I had really often wondered why nobody had ever fallen in love
with me. I was not at all homely; indeed, years ago, George
Adoniram Maybrick had written a poem addressed to me, in which he
praised my beauty quite extravagantly; that didn't mean anything
because George Adoniram wrote poetry to all the good-looking
girls and never went with anybody but Flora King, who was
cross-eyed and red-haired, but it proves that it was not my
appearance that put me out of the running. Neither was it the
fact that I wrote poetry myself--although not of George
Adoniram's kind--because nobody ever knew that. When I felt it
coming on I shut myself up in my room and wrote it out in a
little blank book I kept locked up. It is nearly full now,
because I have been writing poetry all my life. It is the only
thing I have ever been able to keep a secret from Nancy. Nancy,
in any case, has not a very high opinion of my ability to take
care of myself; but I tremble to imagine what she would think if
she ever found out about that little book. I am convinced she
would send for the doctor post-haste and insist on mustard
plasters while waiting for him.
Nevertheless, I kept on at it, and what with my flowers and my
cats and my magazines and my little book, I was really very happy
and contented. But it DID sting that Adella Gilbert, across the
road, who has a drunken husband, should pity "poor Charlotte"
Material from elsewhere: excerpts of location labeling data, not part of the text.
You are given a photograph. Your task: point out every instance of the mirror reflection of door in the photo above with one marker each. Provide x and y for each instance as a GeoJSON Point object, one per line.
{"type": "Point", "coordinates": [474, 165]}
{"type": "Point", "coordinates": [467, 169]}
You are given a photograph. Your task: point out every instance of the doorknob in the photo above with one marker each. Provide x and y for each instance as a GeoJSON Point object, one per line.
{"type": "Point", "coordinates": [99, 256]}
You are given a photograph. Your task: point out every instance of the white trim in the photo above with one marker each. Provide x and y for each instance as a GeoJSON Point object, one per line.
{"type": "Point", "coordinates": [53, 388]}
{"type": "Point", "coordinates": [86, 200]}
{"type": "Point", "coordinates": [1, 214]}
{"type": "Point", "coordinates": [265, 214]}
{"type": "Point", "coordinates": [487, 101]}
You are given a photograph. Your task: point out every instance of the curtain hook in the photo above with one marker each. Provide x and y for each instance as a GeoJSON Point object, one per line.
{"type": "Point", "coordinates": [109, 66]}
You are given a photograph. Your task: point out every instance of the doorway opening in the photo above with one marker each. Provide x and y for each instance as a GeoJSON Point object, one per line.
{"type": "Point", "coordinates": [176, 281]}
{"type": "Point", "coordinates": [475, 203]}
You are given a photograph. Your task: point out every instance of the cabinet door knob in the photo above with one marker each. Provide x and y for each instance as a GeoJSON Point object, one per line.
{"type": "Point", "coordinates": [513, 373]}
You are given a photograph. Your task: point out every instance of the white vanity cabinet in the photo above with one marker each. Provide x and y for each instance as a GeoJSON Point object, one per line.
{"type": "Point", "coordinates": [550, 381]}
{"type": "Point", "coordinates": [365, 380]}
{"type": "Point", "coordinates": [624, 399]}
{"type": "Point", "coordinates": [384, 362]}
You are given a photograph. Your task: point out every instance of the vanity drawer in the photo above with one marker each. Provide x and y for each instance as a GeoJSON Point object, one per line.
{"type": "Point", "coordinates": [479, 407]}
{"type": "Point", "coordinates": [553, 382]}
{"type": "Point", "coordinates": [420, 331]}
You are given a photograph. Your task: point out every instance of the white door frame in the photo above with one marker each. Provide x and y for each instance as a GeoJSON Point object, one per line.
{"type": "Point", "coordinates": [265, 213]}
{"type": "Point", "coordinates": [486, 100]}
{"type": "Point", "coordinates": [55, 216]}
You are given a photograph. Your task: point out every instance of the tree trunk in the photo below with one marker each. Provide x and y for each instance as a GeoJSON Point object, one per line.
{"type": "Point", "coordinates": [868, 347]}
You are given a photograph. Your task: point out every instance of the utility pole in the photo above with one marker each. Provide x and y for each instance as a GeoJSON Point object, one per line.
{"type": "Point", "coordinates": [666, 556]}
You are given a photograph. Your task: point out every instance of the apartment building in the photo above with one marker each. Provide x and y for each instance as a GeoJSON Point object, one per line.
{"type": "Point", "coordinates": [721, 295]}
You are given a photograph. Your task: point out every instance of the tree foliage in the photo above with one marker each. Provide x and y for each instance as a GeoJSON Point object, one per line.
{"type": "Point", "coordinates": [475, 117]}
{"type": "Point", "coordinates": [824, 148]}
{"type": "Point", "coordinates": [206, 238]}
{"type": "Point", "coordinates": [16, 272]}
because nobody had ever wanted her. Poor Charlotte indeed! If I
had thrown myself at a man's head the way Adella Gilbert did at--but
there, there, I must refrain from such thoughts. I must not
be uncharitable.
The Sewing Circle met at Mary Gillespie's on my fortieth
birthday. I have given up talking about my birthdays, although
that little scheme is not much good in Avonlea where everybody
knows your age--or if they make a mistake it is never on the side
of youth. But Nancy, who grew accustomed to celebrating my
birthdays when I was a little girl, never gets over the habit,
and I don't try to cure her, because, after all, it's nice to
have some one make a fuss over you. She brought me up my
breakfast before I got up out of bed--a concession to my laziness
that Nancy would scorn to make on any other day of the year. She
had cooked everything I like best, and had decorated the tray
with roses from the garden and ferns from the woods behind the
house. I enjoyed every bit of that breakfast, and then I got up
and dressed, putting on my second best muslin gown. I would have
put on my really best if I had not had the fear of Nancy before
my eyes; but I knew she would never condone THAT, even on a
birthday. I watered my flowers and fed my cats, and then I
locked myself up and wrote a poem on June. I had given up
writing birthday odes after I was thirty.
In the afternoon I went to the Sewing Circle. When I was ready
for it I looked in my glass and wondered if I could really be
forty. I was quite sure I didn't look it. My hair was brown and
wavy, my cheeks were pink, and the lines could hardly be seen at
all, though possibly that was because of the dim light. I always
have my mirror hung in the darkest corner of my room. Nancy
cannot imagine why. I know the lines are there, of course; but
when they don't show very plain I forget that they are there.
We had a large Sewing Circle, young and old alike attending. I
really cannot say I ever enjoyed the meetings--at least not up to
that time--although I went religiously because I thought it my
duty to go. The married women talked so much of their husbands
and children, and of course I had to be quiet on those topics;
and the young girls talked in corner groups about their beaux,
and stopped it when I joined them, as if they felt sure that an
old maid who had never had a beau couldn't understand at all. As
for the other old maids, they talked gossip about every one, and
I did not like that either. I knew the minute my back was turned
they would fasten into me and hint that I used hair-dye and
declare it was perfectly ridiculous for a woman of FIFTY to wear
a pink muslin dress with lace-trimmed frills.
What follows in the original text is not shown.